Dashboards and Data Viz | Data Strategy | Tips & Tricks

While dealing with data is a necessary part of any business, it isn’t always easy to work with. Oftentimes, data needs to be transformed or set up in a way that allows it to be grouped, aggregated, and filtered before it becomes useful.

You may want to filter by the year a transaction took place but only have the transaction date. Or, you may need to be able to trend the data based on the fiscal quarter.  Data transformations can be created, to do this for you.  They are ways to extract or create data based on existing data.

That’s where an ETL tool, like the iDashboards Data Hub, can come in handy. With ETL tools, data is extracted from a system, either through a cloud API, Excel file, CSV file, or database connection. Then, it is transformed to match the data set needed to build dashboards from. The end result data is loaded into a data store.

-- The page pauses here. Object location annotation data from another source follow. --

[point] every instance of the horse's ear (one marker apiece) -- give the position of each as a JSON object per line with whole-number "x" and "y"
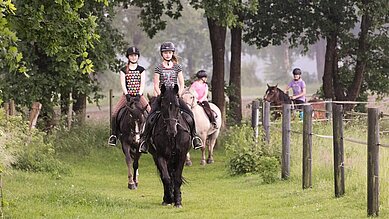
{"x": 163, "y": 88}
{"x": 175, "y": 88}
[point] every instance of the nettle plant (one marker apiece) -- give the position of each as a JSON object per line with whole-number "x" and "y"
{"x": 246, "y": 157}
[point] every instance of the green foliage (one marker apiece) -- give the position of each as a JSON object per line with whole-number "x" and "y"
{"x": 80, "y": 140}
{"x": 9, "y": 55}
{"x": 246, "y": 157}
{"x": 25, "y": 149}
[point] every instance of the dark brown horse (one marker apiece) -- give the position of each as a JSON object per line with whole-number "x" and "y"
{"x": 171, "y": 142}
{"x": 276, "y": 97}
{"x": 130, "y": 121}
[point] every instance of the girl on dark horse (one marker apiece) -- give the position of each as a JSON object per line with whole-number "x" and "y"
{"x": 172, "y": 137}
{"x": 168, "y": 73}
{"x": 132, "y": 81}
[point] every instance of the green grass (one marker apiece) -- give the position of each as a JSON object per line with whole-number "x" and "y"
{"x": 97, "y": 188}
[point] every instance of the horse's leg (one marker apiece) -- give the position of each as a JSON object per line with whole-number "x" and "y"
{"x": 203, "y": 137}
{"x": 166, "y": 180}
{"x": 128, "y": 159}
{"x": 211, "y": 146}
{"x": 135, "y": 166}
{"x": 188, "y": 162}
{"x": 126, "y": 149}
{"x": 177, "y": 181}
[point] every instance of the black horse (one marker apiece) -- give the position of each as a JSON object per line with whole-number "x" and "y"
{"x": 276, "y": 97}
{"x": 171, "y": 142}
{"x": 131, "y": 119}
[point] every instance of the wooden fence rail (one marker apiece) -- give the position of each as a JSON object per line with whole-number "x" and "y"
{"x": 334, "y": 110}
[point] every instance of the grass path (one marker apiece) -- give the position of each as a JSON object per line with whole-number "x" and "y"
{"x": 97, "y": 188}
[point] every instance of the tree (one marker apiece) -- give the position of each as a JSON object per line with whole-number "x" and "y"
{"x": 54, "y": 39}
{"x": 304, "y": 22}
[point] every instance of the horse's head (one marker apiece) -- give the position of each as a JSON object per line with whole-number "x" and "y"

Basically, the iDashboards Data Hub application can create transformations on your existing data, so you can more easily build the charts and dashboards necessary to run your business. In this post, we’ll go over how to effectively transform data with Data Hub transformations.

Add Column

This is a very flexible node, which will allow you to use Javascript to write expressions to create data.  Creating “If then” situations allows you to set up the proper fiscal year, based July to June, by evaluating the month number, which could be done in a variable. A script like this would work to determine the quarter based on month:

if ($val[MonthNum]=7) {‘Q1’}

else if ($val[“MonthNum”]=8) {‘Q1’}

else if ($val[“MonthNum”]=9) {‘Q1’}

else if ($val[“MonthNum”]=10) {‘Q2’}

else if ($val[“MonthNum”]=11) {‘Q2’}

else if ($val[“MonthNum”]=12) {‘Q2’}

else if ($val[“MonthNum”]=1) {‘Q3’}

else if ($val[“MonthNum”]=2) {‘Q3’}

else if ($val[“MonthNum”]=3) {‘Q3’}

else if ($val[“MonthNum”]=4) {‘Q4’}

else if ($val[“MonthNum”]=5) {‘Q4’}

else if ($val[“MonthNum”]=6) {‘Q4’}

else {null}

 

The end result would be a column named something like “Quarter”, showing the appropriate quarter for the month.

Delete Column

Quite simply, this transformation will delete columns.  If you are only keeping a few columns, I recommend selecting “Delete all” and adding back in the few columns that you need.

Rename Columns

This will give you the chance to rename column headers.  In the imported data, there may be 2 columns named “Type”.   One is a type of machinery and the other is a Type of Payment.  You can rename these to be more specific by using this transformation.

Reorder Columns

This will put the data columns in a specific order.  This is especially useful if you are going to use a Concatenate Rows transform later on. In order to use it, you need the columns from multiple data sources to be in the same order.  It’s also helpful to reorder columns if you want to put your dimensions at the top of the data set and your filters are the end of the data set.

Split Columns

Split columns will allow you to take 1 column, and extract data to make multiple columns.  You may want to extract a part and lot number from 1 code, or be able to split up a column with someone’s full name into separate first and last name columns. This can be done three different ways:

  1. You can use a Delimiter, which is a way to separate the data. You specify the character that you would like to split the data on. Next, towards the bottom, you need to name the columns that you are creating, along with their data types. I would also recommend checking the box that says “Retain Original Column,” if you will need the original column for something in the future.
  2. Set columns based on fixed position of data. This can only be done if the data is consistently in the same format. Years set at YYYY/MM/DD, etc. In this example, the ManufacturerID is 39056-994. Specify that the Part_Number is 39056 and the Lot_Number is 994, excluding the -, because it is not needed.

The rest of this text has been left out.